BTW... And the title of this thread is...? There are PLENTY of other forums on here to discuss the latest morning show or format flit, dig at your former boss, or debate the fortunes (or misfortunes) of Clear Channel. Could we please hear it for those geeks!

Back to this delightful "enginering GEEKDOM"... Since I've received several interesting (and very constructive) Emails in privite regarding this topic... Since I'm off this week for T-G... And since I'm inclined to want to start a "Preservation of Oldies on Radio Society"; I've decided to conduct some aural and semi-real-world research enlisting my very sizable oldies library, home audio production studio complete with some rather fine analog and digital processing toys and a BSI WaveStation; and a 90s-era Harris FM exiter (WITH DUMMY LOAD)/APHEX digital stereo generator, and classic 1985 McIntosh FM tuner.

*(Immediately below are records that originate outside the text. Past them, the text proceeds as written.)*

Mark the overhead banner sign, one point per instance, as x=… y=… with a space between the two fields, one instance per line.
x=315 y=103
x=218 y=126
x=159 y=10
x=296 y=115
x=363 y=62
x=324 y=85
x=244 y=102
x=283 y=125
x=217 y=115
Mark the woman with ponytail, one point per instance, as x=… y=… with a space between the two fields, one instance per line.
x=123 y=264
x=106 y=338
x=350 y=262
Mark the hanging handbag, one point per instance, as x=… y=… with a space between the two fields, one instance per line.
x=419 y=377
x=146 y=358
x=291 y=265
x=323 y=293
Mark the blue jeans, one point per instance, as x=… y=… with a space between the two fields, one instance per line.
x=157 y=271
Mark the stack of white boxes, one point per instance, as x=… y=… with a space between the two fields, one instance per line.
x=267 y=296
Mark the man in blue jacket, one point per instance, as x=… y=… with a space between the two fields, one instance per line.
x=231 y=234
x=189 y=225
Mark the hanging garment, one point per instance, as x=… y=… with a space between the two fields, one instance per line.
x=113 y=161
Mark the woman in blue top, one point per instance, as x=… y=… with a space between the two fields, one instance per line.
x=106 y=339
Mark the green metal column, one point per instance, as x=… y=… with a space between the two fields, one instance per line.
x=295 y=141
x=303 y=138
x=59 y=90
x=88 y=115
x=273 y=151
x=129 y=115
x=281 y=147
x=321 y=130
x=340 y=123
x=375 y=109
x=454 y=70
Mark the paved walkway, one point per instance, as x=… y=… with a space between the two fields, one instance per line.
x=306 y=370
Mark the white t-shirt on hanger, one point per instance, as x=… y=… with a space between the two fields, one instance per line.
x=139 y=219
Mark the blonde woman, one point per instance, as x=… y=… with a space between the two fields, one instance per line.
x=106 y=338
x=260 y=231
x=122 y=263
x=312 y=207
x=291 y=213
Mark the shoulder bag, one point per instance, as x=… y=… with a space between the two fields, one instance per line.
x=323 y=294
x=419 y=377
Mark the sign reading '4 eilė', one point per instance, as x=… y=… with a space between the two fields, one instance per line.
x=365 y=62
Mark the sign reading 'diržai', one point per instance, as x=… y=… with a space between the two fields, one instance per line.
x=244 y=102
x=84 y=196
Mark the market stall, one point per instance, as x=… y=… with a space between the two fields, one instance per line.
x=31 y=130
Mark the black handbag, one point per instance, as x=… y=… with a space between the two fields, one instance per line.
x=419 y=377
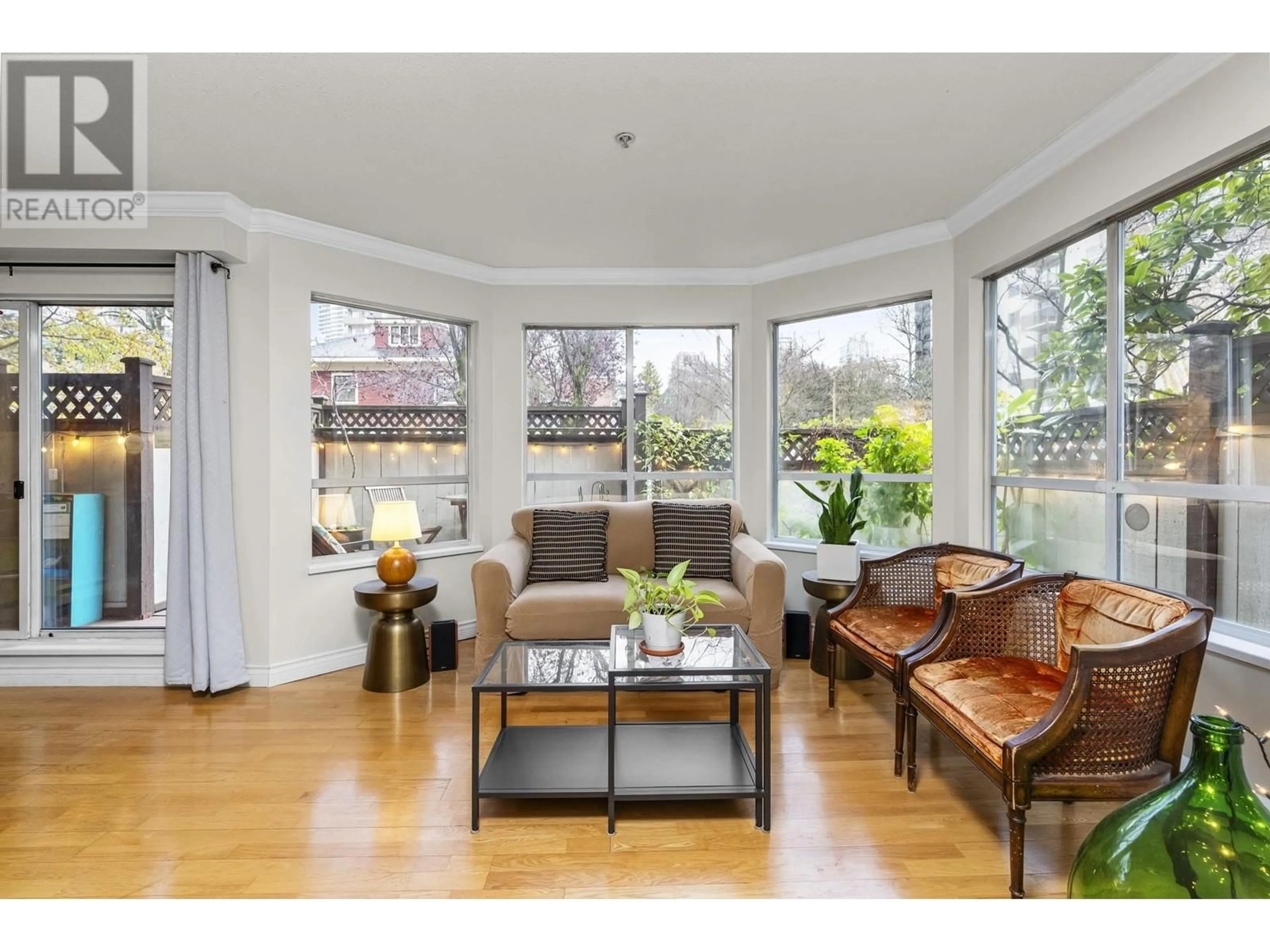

This actually could be a lot of fun (and give me an excuse to exit-early from that boring relative chit-chat after turkey and trimmings). If you guys are interested... Holler here, and I'll post my observations in this thread. If I don't hear from you, I'll concede the R-I bandwidth to more important matters like "Who said the bad word when he thought the mic was off" ::)
 
;D Count Me in, I'm interested!



Salami

BIG APE!
 
I think audio quality is going backwards. Crappy radios are
being mass produced for home and cars. I-pods and earbuds sound lousy.
I-tunes downloads are ar 128kbps.

Does anybody care about audio quality anymore? Sad.
 
Definitely don't want to dis the geeks! I've got one foot in that arena myself. :)
 
I just heard "Windy" by The Association. They're having a problem that Timeless Classics also had with that song. Background vocals and instrumentals louder than the lead vocals.